Entretien avec Jacques Cazaurang : apiculteur dans les Pyrénées Atlantiques, qui a participé au colloque sur la mortalité des abeilles organisé par
Pourquoi avez-vous accepté de participer à un colloque organisé par BASF, sachant que cette société est partie prenante dans le dossier du Régent TS ?

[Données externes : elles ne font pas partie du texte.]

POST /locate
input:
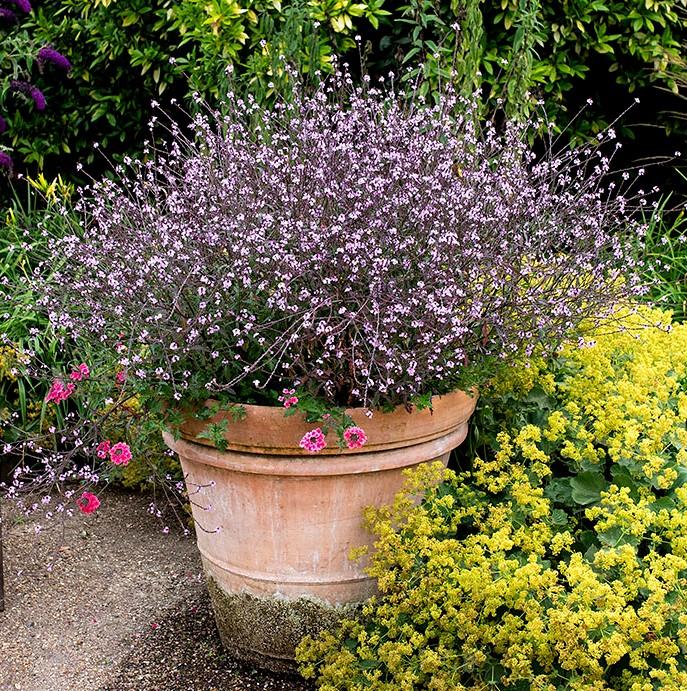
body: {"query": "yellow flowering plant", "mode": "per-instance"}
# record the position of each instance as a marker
(557, 559)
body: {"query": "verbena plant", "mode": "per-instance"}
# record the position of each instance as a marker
(665, 253)
(367, 248)
(362, 247)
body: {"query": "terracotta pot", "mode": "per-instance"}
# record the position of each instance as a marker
(275, 523)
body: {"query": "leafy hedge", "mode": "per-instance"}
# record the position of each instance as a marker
(127, 53)
(564, 52)
(559, 559)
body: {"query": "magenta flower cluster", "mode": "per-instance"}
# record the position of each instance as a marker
(368, 248)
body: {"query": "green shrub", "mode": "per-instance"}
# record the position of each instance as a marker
(564, 52)
(22, 246)
(559, 559)
(127, 53)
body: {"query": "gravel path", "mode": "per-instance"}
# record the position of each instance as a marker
(123, 608)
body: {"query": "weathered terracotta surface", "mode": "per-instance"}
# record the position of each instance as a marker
(277, 523)
(265, 429)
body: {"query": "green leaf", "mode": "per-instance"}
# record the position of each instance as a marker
(587, 487)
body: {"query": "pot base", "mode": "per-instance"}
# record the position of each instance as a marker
(264, 631)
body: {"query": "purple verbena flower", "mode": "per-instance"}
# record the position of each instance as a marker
(32, 92)
(55, 58)
(7, 15)
(5, 160)
(38, 98)
(367, 246)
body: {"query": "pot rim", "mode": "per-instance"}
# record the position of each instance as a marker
(266, 430)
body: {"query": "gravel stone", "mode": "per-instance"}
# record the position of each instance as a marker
(107, 602)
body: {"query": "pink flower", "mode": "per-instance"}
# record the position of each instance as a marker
(120, 454)
(81, 372)
(59, 392)
(103, 449)
(355, 437)
(313, 441)
(88, 502)
(288, 398)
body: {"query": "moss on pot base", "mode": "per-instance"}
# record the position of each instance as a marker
(265, 631)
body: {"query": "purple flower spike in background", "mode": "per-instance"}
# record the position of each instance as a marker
(38, 98)
(33, 92)
(20, 85)
(5, 160)
(22, 5)
(54, 58)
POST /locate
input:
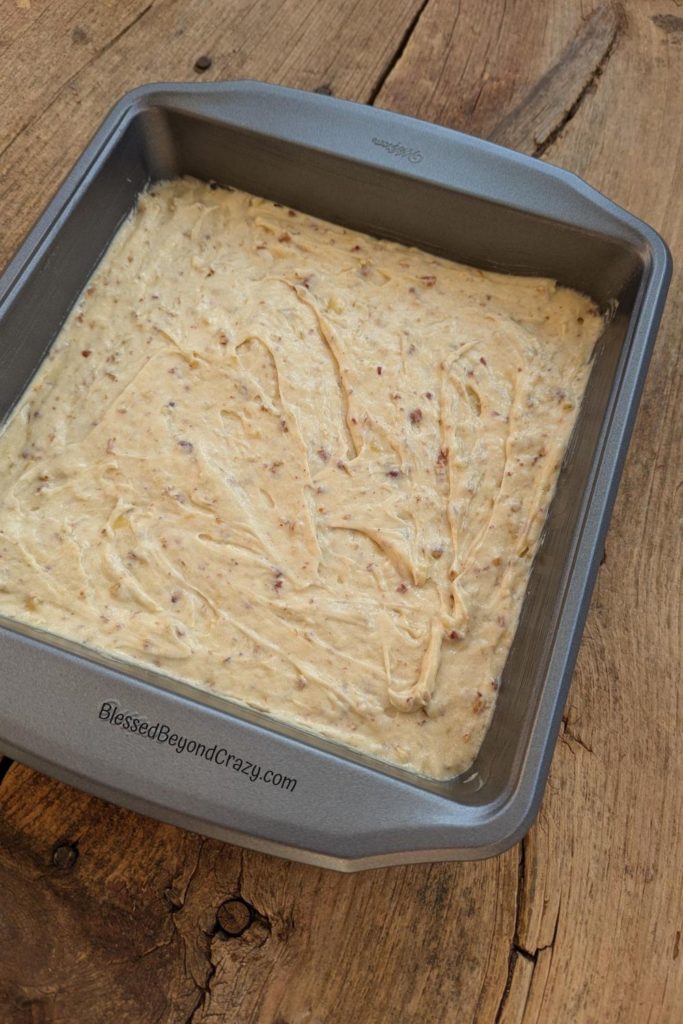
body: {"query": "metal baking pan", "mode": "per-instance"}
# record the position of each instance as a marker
(62, 709)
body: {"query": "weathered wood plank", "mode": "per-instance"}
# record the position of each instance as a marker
(133, 907)
(586, 926)
(599, 924)
(345, 45)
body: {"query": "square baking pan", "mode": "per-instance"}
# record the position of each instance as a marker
(171, 751)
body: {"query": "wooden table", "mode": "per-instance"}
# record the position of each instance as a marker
(108, 916)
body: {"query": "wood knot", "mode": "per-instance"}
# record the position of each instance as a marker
(235, 916)
(65, 856)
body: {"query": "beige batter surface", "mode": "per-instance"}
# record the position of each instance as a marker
(296, 466)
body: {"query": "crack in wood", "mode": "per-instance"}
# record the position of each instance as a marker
(400, 49)
(95, 56)
(546, 111)
(517, 949)
(569, 737)
(5, 765)
(515, 946)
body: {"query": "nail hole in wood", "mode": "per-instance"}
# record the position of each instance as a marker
(65, 856)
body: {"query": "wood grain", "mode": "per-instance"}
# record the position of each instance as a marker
(105, 915)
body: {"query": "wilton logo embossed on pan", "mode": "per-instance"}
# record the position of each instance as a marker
(396, 150)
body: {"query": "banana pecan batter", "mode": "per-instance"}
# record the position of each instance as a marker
(297, 466)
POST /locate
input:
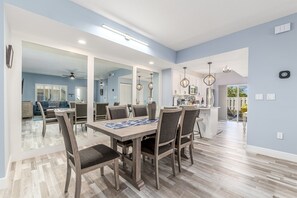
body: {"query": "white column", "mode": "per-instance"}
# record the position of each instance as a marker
(134, 82)
(90, 88)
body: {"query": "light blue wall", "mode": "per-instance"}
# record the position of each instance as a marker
(31, 79)
(98, 97)
(2, 65)
(156, 88)
(85, 20)
(167, 87)
(268, 54)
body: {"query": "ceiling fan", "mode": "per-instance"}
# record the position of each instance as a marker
(71, 76)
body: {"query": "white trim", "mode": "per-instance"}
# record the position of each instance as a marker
(271, 153)
(4, 181)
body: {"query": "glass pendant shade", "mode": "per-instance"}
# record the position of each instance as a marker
(184, 82)
(139, 86)
(209, 79)
(150, 85)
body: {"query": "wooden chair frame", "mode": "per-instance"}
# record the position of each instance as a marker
(76, 166)
(156, 157)
(190, 135)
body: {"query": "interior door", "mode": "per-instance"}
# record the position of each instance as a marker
(81, 94)
(125, 93)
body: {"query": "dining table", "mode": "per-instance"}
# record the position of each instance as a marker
(128, 129)
(70, 112)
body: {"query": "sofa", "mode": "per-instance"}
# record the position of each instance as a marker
(49, 105)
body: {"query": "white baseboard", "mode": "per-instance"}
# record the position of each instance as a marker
(271, 153)
(4, 181)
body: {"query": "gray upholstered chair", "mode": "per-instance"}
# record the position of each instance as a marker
(139, 110)
(164, 143)
(100, 111)
(85, 160)
(45, 120)
(81, 114)
(119, 112)
(185, 133)
(198, 119)
(72, 104)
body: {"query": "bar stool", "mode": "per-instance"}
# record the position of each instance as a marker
(198, 119)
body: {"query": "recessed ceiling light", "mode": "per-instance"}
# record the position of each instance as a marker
(83, 42)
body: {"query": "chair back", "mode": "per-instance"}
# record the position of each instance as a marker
(68, 136)
(81, 110)
(167, 126)
(101, 109)
(139, 110)
(116, 112)
(41, 110)
(171, 107)
(72, 104)
(188, 119)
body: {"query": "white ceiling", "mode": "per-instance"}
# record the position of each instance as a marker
(50, 61)
(237, 60)
(41, 59)
(181, 24)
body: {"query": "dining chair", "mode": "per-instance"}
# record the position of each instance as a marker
(72, 104)
(139, 110)
(100, 111)
(119, 112)
(85, 160)
(129, 110)
(81, 114)
(45, 121)
(164, 143)
(185, 133)
(198, 119)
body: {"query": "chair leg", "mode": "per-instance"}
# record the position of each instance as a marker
(77, 185)
(179, 159)
(124, 152)
(116, 174)
(173, 162)
(43, 129)
(67, 177)
(191, 153)
(157, 173)
(102, 171)
(199, 131)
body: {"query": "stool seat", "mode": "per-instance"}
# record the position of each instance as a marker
(198, 119)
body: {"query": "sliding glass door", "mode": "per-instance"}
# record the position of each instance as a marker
(237, 99)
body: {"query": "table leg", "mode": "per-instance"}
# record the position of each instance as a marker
(137, 163)
(244, 120)
(113, 144)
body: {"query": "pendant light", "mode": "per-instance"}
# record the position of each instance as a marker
(150, 85)
(209, 79)
(139, 86)
(184, 82)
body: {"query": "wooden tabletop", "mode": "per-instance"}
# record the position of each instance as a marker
(127, 133)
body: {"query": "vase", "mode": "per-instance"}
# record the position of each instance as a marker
(152, 110)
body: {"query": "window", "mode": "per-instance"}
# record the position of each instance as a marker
(50, 92)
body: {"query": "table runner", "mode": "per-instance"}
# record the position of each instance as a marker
(129, 123)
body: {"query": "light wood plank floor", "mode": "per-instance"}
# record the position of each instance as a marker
(221, 168)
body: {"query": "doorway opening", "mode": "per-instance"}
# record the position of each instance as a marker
(237, 101)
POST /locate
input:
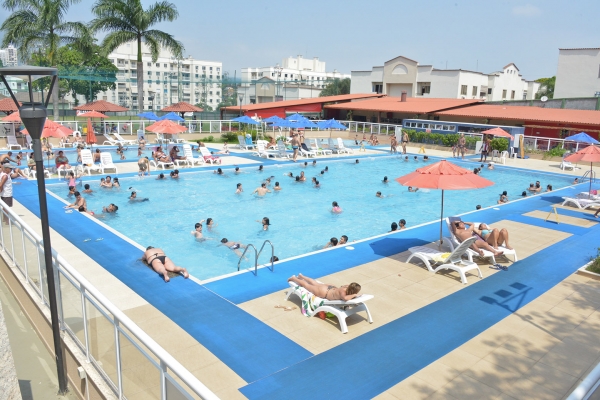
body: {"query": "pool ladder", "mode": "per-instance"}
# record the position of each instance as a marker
(257, 254)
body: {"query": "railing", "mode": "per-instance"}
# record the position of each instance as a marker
(130, 361)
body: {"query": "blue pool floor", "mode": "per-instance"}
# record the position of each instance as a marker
(275, 366)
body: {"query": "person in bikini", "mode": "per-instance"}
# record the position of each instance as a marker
(234, 246)
(157, 259)
(326, 291)
(463, 233)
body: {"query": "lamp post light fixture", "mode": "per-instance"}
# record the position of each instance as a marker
(33, 115)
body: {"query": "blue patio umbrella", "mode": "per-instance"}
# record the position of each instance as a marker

J’aurais en effet préféré que des institutions professionnelles, encadrées par le ministère de l’Agriculture, prennent l’initiative d’organiser un tel colloque. Malheureusement, ce n’est pas le cas. Or, le problème de la mortalité des abeilles, auquel je suis moimême confronté, est trop grave pour laisser passer n’importe quelle occasion qui nous permette d’en savoir plus. Je ne me contente pas de solutions dictées ou de fatalités. La mortalité peut être consécutive à diverses causes et le problème n’est pas nouveau. Au cours des années 1960, mon père possédait dans sa petite exploitation agricole huit à dix ruches, qui ont toutes été décimées. A ma connaissance, seule la société BASF a osé ouvrir ce débat. C’est la raison pour laquelle j’ai accepté son invitation, comme un certain nombre d’autres apiculteurs.
Pourquoi ne pas avoir invité les journalistes à ce colloque ?
Je déplore et regrette l’idéologisation médiatique et les passions que ce sujet suscite trop fréquemment. Par exemple, lors de l’Assemblée générale du Groupement de défense sanitaire apicole (GDSA), j’avais refusé de signer une motion demandant le retrait du Gaucho et du Régent, ce qui m’a valu d’être pris à partie par un esprit échauffé. Les apiculteurs présents lors du colloque ont souhaité travailler sereinement, sans tapage médiatique, afin de pouvoir confronter librement leurs observations avec les informations et les résultats d’enquêtes présentés par différents intervenants. Je ne peux passer sous silence l’excellent état d’esprit, la rigueur et la transparence dont ont fait preuve tous les participants au colloque. Les principaux intervenants, comme M. Delorme de l’Inra de Versailles, M. Rozenkranz, professeur à l’Institut apicole de l’Hohenheim (Stuttgart), M. Frans Jacobs, professeur de physiologie à l’Université de Gand, en Belgique, nous ont semblé compétents et vraiment décidés à nous faire bénéficier de leur grande expérience et de leurs nombreuses enquêtes. Les apiculteurs qui étaient présents sont convaincus qu’il est urgent d’avoir un dialogue ouvert et franc sur le problème de la mortalité des abeilles. Des zones d’observation régionales (ZOR) ont été mises en place afin d’évaluer la responsabilité des insecticides utilisés pour les cultures. Malheureusement, plusieurs apiculteurs de certaines régions n’ont pas souhaité y participer, ce qui a entravé la collecte des informations nécessaires.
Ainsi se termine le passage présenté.